Observables for Two-Dimensional Black Holes

TL;DR

This paper derives a simple relation between energy and Killing vectors in 2D dilaton gravity, providing a new expression for black hole entropy that aligns with Wald's method and reveals a link to quantum wave functionals.

Contribution

It introduces a straightforward parametrization to relate energy and Killing vectors, leading to a novel, simple formula for black hole entropy in 2D dilaton gravity theories.

Findings

Derived a relation between energy and Killing vector magnitude.
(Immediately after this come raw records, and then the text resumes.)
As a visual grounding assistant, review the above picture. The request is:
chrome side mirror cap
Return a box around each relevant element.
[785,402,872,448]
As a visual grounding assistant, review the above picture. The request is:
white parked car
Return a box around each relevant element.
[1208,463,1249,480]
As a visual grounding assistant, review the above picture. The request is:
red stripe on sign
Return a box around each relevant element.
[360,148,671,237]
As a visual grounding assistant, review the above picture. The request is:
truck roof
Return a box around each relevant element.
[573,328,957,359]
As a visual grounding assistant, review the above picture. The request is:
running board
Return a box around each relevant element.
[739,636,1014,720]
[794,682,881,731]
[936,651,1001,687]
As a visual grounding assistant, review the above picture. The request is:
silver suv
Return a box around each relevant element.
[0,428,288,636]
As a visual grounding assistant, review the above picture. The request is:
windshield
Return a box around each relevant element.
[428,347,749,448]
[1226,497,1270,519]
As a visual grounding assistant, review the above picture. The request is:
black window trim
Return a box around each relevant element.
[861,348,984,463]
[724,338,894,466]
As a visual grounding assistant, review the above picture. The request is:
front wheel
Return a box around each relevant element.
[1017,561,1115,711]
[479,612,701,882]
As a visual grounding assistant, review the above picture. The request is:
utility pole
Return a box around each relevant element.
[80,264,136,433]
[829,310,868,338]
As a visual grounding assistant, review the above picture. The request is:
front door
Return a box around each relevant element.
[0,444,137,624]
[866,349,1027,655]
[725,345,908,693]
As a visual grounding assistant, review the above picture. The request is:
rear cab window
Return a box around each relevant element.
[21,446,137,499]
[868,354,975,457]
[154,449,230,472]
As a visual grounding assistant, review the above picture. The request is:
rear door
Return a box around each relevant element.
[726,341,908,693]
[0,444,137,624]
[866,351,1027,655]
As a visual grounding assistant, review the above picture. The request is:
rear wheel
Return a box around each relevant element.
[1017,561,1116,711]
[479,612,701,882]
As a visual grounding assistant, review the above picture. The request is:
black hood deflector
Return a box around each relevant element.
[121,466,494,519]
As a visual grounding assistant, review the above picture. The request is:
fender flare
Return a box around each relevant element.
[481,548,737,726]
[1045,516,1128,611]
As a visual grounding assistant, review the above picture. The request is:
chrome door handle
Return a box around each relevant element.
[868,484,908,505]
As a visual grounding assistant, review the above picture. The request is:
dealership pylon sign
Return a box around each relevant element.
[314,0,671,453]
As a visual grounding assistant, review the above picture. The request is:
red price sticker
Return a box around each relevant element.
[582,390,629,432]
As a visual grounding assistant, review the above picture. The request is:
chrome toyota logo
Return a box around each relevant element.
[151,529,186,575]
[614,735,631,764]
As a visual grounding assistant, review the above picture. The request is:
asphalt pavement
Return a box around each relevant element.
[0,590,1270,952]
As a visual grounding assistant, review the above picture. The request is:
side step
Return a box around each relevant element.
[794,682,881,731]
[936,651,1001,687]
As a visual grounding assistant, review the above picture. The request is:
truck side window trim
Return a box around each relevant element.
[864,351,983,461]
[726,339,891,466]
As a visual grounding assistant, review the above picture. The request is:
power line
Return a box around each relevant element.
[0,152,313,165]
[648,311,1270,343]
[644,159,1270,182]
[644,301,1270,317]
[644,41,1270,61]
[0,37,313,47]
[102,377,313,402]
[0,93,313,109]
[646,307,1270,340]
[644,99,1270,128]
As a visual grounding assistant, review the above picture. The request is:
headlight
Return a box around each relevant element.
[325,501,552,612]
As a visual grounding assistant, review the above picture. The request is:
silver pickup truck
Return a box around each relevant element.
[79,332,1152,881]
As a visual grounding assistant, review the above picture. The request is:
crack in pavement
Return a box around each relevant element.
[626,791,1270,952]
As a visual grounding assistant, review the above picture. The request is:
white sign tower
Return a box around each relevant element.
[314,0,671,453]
Obtained a new entropy formula matching Wald's result.

Connected black hole entropy to quantum wave functional phases.

Abstract

We consider the most general dilaton gravity theory in 1+1 dimensions. By suitably parametrizing the metric and scalar field we find a simple expression that relates the energy of a generic solution to the magnitude of the corresponding Killing vector. In theories that admit black hole solutions, this relationship leads directly to an expression for the entropy $S=2\pi \tau_0/G$, where $\tau_0$ is the value of the scalar field (in this parametrization) at the event horizon. This result agrees with the one obtained using the more general method of Wald. Finally, we point out an intriguing connection between the black hole entropy and the imaginary part of the ``phase" of the exact Dirac quantum wave functionals for the theory.